Selon l’article L.1152-2 du code du travail, aucun salarié ne peut être sanctionné, licencié ou faire l’objet d’une mesure discriminatoire directe ou indirecte, notamment en matière de rémunération, de formation, de reclassement, d’affectation, de qualification, de classification, de promotion professionnelle, de mutation ou de renouvellement de contrat pour avoir subi ou refusé de subir des agissements répétés de harcèlement moral et pour avoir témoigné de tels agissements ou les avoir relatés.
En application des articles L1152-1 et L1154-1 du code du travail, pour se prononcer sur l’existence d’un harcèlement moral, il appartient au juge d’examiner l’ensemble des éléments invoqués par le salarié, en prenant en compte les documents médicaux éventuellement produits, et d’apprécier si les faits matériellement établis, pris dans leur ensemble, permettent de présumer l’existence d’un harcèlement moral au sens de l’article L.1152-1 du code du travail.

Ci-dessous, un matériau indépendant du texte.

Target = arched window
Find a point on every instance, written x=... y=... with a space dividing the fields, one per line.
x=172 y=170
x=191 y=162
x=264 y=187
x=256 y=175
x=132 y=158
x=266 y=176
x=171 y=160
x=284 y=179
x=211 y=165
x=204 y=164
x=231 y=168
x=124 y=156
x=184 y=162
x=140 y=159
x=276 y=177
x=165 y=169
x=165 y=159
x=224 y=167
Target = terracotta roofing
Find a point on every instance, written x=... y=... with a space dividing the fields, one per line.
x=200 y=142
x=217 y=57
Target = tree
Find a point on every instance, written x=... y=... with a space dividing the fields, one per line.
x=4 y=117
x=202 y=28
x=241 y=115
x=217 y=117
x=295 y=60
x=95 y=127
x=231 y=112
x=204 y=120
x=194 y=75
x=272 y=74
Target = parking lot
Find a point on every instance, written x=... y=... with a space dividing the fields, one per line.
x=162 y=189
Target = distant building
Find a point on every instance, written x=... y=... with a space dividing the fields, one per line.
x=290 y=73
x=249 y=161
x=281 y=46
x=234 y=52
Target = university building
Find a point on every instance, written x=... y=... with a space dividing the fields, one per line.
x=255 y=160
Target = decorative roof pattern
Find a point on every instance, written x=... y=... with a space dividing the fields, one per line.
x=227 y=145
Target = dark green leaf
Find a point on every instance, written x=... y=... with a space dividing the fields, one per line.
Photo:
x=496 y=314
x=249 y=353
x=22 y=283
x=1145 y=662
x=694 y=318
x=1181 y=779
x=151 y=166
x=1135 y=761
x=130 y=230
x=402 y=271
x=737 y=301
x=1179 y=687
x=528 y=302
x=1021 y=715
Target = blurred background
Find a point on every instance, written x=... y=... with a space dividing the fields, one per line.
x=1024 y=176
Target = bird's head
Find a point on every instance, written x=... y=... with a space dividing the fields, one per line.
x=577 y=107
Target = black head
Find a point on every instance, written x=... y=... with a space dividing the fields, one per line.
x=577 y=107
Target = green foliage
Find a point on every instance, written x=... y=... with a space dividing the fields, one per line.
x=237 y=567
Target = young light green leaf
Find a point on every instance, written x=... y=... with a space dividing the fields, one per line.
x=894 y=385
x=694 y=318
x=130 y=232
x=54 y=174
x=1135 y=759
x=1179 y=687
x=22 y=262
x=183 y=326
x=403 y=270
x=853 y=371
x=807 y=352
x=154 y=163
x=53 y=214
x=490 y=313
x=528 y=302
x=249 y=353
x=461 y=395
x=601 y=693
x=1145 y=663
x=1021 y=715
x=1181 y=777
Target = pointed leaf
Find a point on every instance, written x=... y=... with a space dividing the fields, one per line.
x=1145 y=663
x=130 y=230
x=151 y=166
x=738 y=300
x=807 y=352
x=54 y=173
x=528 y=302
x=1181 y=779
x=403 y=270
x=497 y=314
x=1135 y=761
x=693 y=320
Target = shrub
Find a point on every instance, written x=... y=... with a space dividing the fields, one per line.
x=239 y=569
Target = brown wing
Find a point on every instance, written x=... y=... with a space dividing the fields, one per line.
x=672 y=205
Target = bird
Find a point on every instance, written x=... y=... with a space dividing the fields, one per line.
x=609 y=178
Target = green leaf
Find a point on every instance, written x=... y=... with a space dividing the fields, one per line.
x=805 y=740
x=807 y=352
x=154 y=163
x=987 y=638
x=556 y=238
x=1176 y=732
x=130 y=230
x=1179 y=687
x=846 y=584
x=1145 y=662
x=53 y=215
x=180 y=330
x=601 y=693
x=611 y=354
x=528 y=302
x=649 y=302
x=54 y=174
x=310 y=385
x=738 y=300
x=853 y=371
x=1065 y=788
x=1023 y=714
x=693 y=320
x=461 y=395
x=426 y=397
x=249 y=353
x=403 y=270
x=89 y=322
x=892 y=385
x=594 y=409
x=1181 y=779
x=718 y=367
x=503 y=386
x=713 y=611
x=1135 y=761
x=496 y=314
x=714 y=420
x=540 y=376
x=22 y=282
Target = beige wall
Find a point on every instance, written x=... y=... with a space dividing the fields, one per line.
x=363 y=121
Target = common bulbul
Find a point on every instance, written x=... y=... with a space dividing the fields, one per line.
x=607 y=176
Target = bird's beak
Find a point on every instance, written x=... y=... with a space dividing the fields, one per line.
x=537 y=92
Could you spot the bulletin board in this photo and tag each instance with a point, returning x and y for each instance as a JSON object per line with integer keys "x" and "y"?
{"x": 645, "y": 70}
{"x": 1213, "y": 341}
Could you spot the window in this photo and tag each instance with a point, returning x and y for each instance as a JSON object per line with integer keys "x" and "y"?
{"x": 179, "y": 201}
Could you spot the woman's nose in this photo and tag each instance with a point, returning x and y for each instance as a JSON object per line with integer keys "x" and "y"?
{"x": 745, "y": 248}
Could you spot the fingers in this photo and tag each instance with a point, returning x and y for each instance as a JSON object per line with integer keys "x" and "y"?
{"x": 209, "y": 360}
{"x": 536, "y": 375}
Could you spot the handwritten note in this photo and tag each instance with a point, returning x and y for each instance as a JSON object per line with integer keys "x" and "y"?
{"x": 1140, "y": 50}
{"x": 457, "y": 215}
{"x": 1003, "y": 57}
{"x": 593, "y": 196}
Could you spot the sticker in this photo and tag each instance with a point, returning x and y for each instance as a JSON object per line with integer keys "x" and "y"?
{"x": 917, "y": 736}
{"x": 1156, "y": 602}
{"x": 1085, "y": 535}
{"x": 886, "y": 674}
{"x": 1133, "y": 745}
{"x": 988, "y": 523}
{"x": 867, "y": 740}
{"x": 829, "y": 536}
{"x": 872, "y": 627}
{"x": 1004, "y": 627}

Dans l’affirmative, il revient au juge d’apprécier si l’employeur prouve que les agissements invoqués ne sont pas constitutifs d’un tel harcèlement et que ses décisions sont justifiées par des éléments objectifs étrangers à tout harcèlement. Sous réserve d’exercer son office dans les conditions qui précèdent, le juge apprécie souverainement si le salarié établit des faits qui permettent de présumer l’existence d’un harcèlement et si l’employeur prouve que les agissements invoqués sont étrangers à tout harcèlement.
En application de l’article L.1152-3 du code du travail, un licenciement intervenu dans ce contexte est nul.
A l’appui de ses prétentions, Mme [R] produit au débat les attestations de Mme [N] et de Mme [I], présentes au moment des faits du 21 juin 2016 dont elle fait état et les attestations d’anciennes salariées relatant les circonstances dans lesquelles elles avaient dû quitter la société en raison du comportement de leur employeur, mais également les échanges électroniques avec Mme [Y] épouse du gérant, mettant en cause son investissement professionnel, au regard d’absences liées à l’état de santé de son fils ou remettant en cause le bien fondé d’arrêts de travail, outre les certificats médicaux établis à la suite des faits du 21 juin 2016 ou contemporains de la rupture conventionnelle, concernant un syndrome anxio-dépressif.
Mme [L] [R] met également en cause le comportement de M. [Y] à son égard, lui imputant la baisse du chiffre d’affaires du magasin pourtant corrélé à une baisse de sa fréquentation, le comportement particulier des époux [Y] lors de l’entretien préalable à son égard.
Ceci étant, ces faits tels que ci-dessus rappelés et rapportés par la salariée, y compris les avertissements qu’elle n’a pas contestés, même pris dans leur ensemble y compris en les articulant en lien avec ceux du 21 juin 2016 et nonobstant les attestations opposées à la salariée par la société CONTRE VENTS, ne permettent pas de présumer l’existence d’un harcèlement moral à son encontre mais tout au plus une exécution déloyale de son contrat de travail par l’employeur, au titre de laquelle il n’est formulé aucune demande.
Il y a lieu par conséquent de confirmer le jugement entrepris de ce chef et de débouter Mme [L] [R] de la demande indemnitaire formulée à ce titre.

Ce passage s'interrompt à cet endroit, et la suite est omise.